La pandémie de COVID vécue par les surdoués
Cette crise sanitaire est singulière car elle provoque un changement radical de nos relations avec les autres, une rupture de lien social, et elle réduit le contact physique. C’est pour cela que les individus doués de sur-efficience intellectuelle ont plus de difficultés que les autres à établir, ou à restaurer, ces contacts.
Or, ce constat est en contradiction avec le titre de l’essai. En fait, et c’est la pertinence de l’analyse de Kermandec, ces personnes ont développé en réaction des mécanismes de sauvegarde, des parades. Ainsi, Les surdoués vont compenser un sens du toucher déficient, ou très douloureux, en sollicitant leurs intelligences émotionnelle et relationnelle. Le but est de trouver les ressources nécessaires à la résilience.

L’importance du toucher
C’est un chapitre essentiel du livre : il apporte des informations précieuses sur l’étude de nos mécanismes relationnels.
Pourtant, autre paradoxe, le pouvoir du toucher a toujours été sous-estimé dans la communication avec autrui, même chez les soignants. Cette attitude est préjudiciable car ce geste traduit une empathie active. Ainsi, par le toucher, le malade « se sent rétabli dans sa dignité de personne, au moment même où il se trouve lui-même plongé dans une relation douloureuse avec son propre corps, qui l’abandonne et le martyrise ».
Edward Hall classe les relations en quatre cercles : l’intime, le personnel, le social et le cercle public. Le rapport patient/soignant est dans le cercle de l’intime, définie à 45 cm du corps de l’autre. Mais, la distance physique importe moins que la manière de s’approcher du patient.

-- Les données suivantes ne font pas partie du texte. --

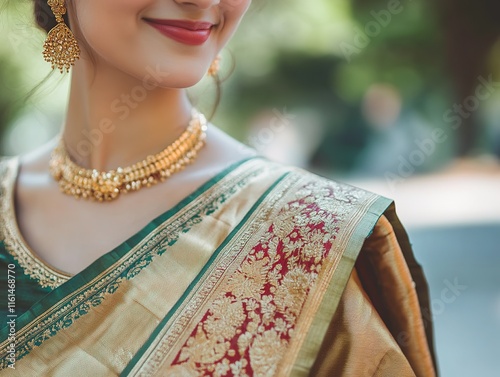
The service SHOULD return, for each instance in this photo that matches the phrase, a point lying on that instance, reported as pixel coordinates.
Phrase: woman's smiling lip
(192, 33)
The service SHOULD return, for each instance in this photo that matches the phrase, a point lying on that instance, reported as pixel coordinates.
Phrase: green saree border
(200, 275)
(331, 298)
(69, 290)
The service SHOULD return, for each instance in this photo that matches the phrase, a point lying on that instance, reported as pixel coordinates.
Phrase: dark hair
(44, 17)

Ainsi, on peut créer un sentiment d’agressivité, ou a contrario renforcer un lien de confiance.
Les récents progrès en neurosciences montre que le toucher active la sécrétion d’ocytocine qui réduit de façon significative le stress et l’anxiété. C’est pour cette raison qu’on l’appelle l’hormone du bonheur. Les neurosciences ont mis en évidence la fonction de « neurones miroirs ». Ainsi, la vision d’un être souriant induit chez nous une même propension au sourire, à la confiance. Les neurones miroirs sont des régulateurs d’humeur, ils assurent notre équilibre émotionnel.
D’autres études indiquent que le toucher est un langage à part entière. En effet, il permet de communiquer avec l’autre sans passer par la formulation verbale.
Or, l’absence de contact physique au début de la pandémie, et avec les masques, a allongé notre périmètre de sécurité. Le besoin de contact physique non assouvi provoque une frustration chez le sujet, une carence relationnelle. L’assouplissement des mesures (jusqu’à quand ?), avec le retour au présentiel, redonne au toucher ses lettres de noblesse.

 


Sans oublier des conséquences


La vie n’est pas un monde de Bisounours. Et, le « toucher » en est parfois le bras armé. Les patients qui ont subi des maltraitances ou des viols ont besoin de toucher l’autre de façon compulsive, même s’ils sont terrifiés. Cela est surprenant mais ce besoin est en fait vital pour l’équilibre de la personne.
Dans le syndrome post-traumatique (SPT), le processus de mémorisation s’enraye. Le cerveau émotionnel prend le dessus sur le cerveau rationnel. Dans ce cas, l’empreinte du traumatisme n’est plus un récit logique et cohérent, mais composée d’émotions fragmentées.
Sans aller jusqu’à ces exemples pathologiques, les traumatismes affectifs mettent en péril l’épanouissement de la personne. Il se trouve que les surdoués, depuis leur tendre enfance, connaissent la moquerie, l’isolement parce qu’ils se sentent (et sont) différents. Pourtant, dans des situations difficiles, et avec leur vécu, leur intelligence émotionnelle les aidera.

L’accès au bonheur
La définition du bonheur a peu d’importance. Il peut s’incarner dans un romantisme mièvre, titre d’un essai de 1979 du neurologue Dominique Laplane Le bonheur est-il pour les imbéciles ? Cet aphorisme est prêté d’ailleurs à Malraux. Mais le bonheur est aussi un moteur puissant de la réalisation de soi.
Une étude, initiée en 1939, a défini le bonheur. Des psychiatres et des psychologues de l’Université de Boston l’ont menée pendant 75 ans. Leur conclusion est sans appel : c’est la qualité de nos relations avec les autres et la profondeur de nos émotions qui nous procurent du bonheur. Les individus les plus heureux ont choisi de donner la priorité de leurs relations à l’émotion. Ils ont « travaillé leur intelligence émotionnelle ».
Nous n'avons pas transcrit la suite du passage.